LIBREVILLE, 12 mars 2026 (AGP) – Avec une croissance projetée de 3,7 % en 2026, le Gabon se hisse en tête des économies de la Communauté économique et monétaire de l’Afrique centrale (CEMAC), qui regroupe le Cameroun, le Congo, le Gabon, la Guinée équatoriale, la République centrafricaine et le Tchad, à en croire les dernières projections macroéconomiques de la Banque mondiale.
Cette performance intervient dans un contexte régional marqué, en 2024, par une situation budgétaire fragilisée : baisse des recettes issues des matières premières, hausse des dépenses publiques et déficit budgétaire moyen de 1,3 % du PIB au sein de la CEMAC. Malgré ces tensions, notamment liées à la guerre russo‑ukrainienne, les économies de l’Afrique centrale amorcent une reprise progressive, portée par une amélioration des perspectives macroéconomiques.
Pour consolider cette dynamique, la Banque mondiale recommande aux États membres de renforcer la gouvernance et la gestion des finances publiques, en améliorant la transparence, la passation des marchés, la gestion des investissements et la surveillance des entreprises publiques.
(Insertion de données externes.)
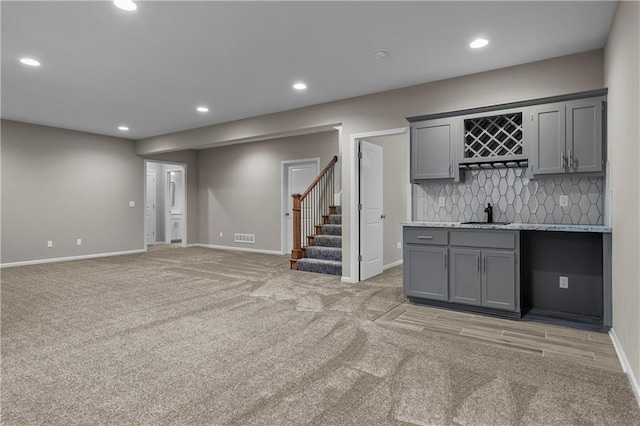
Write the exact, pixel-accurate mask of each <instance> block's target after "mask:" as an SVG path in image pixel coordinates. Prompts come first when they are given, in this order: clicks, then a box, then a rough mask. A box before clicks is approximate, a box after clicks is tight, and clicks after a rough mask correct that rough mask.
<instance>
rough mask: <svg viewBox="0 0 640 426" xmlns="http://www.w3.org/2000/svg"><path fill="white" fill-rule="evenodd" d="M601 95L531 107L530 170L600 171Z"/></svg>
mask: <svg viewBox="0 0 640 426" xmlns="http://www.w3.org/2000/svg"><path fill="white" fill-rule="evenodd" d="M602 102H603V98H602V97H598V98H589V99H582V100H576V101H569V102H561V103H556V104H545V105H539V106H535V107H532V108H531V121H532V129H531V130H532V144H533V173H534V174H559V173H583V172H601V171H602V159H603V158H602V157H603V155H602V154H603V143H602V139H603V137H602V108H603V107H602V105H603V104H602Z"/></svg>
L’institution appelle également à accroître les investissements dans le capital humain et les infrastructures productives, notamment dans l’éducation, la formation professionnelle, la santé, la protection sociale, l’énergie, les transports et le numérique.
Doté d’importantes richesses naturelles, le Gabon est encouragé à renforcer la transparence dans les secteurs extractifs et à stimuler la création de valeur ajoutée locale dans la foresterie, l’agriculture et la pêche. La Banque mondiale insiste aussi sur la nécessité de mobiliser davantage de financements climatiques et de plaider pour une compensation équitable des services environnementaux rendus par les forêts du Bassin du Congo.
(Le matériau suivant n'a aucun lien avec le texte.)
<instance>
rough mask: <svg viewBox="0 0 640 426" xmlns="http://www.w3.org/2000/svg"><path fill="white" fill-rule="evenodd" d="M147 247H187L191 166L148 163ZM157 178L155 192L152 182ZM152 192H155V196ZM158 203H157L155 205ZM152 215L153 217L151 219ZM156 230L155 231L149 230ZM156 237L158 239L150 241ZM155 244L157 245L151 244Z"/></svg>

Acteur majeur de la protection de l’environnement, le pays est invité à promouvoir une croissance durable fondée sur le capital naturel renouvelable, notamment à travers l’écotourisme, l’agroforesterie, l’amélioration de la productivité agricole et le développement de centres de recherche sur les plantes médicinales et autres ressources forestières.
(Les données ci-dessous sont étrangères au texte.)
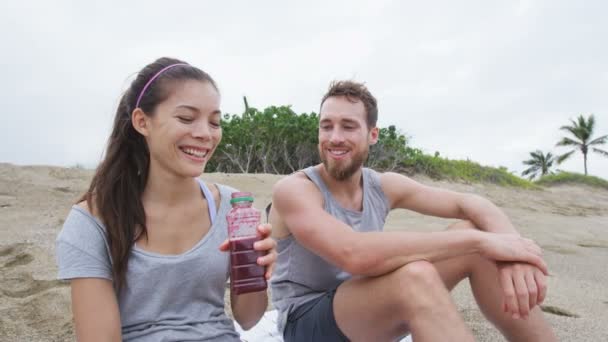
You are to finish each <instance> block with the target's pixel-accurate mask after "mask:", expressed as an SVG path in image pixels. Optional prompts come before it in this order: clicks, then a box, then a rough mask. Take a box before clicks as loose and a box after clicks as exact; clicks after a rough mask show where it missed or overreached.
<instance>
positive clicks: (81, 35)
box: [0, 0, 608, 178]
Conscient de la nécessité de réduire sa dépendance au pétrole, le Gabon mise également sur le secteur minier, qui pourrait bénéficier du lancement récent de l’exploitation du gisement de fer de Belinga et de la mise en valeur d’un nouveau site minier attendue en 2026. La relance de plusieurs projets d’infrastructures et l’expansion du secteur des services devraient également soutenir l’activité économique et contribuer à maintenir la croissance à 3,7 %.
En attendant l’actualisation des projections, dont les résultats seront publiés d’ici le 13 avril prochain, Libreville entend poursuivre ses efforts pour consolider ses performances économiques et maintenir sa position de leader au sein de la CEMAC.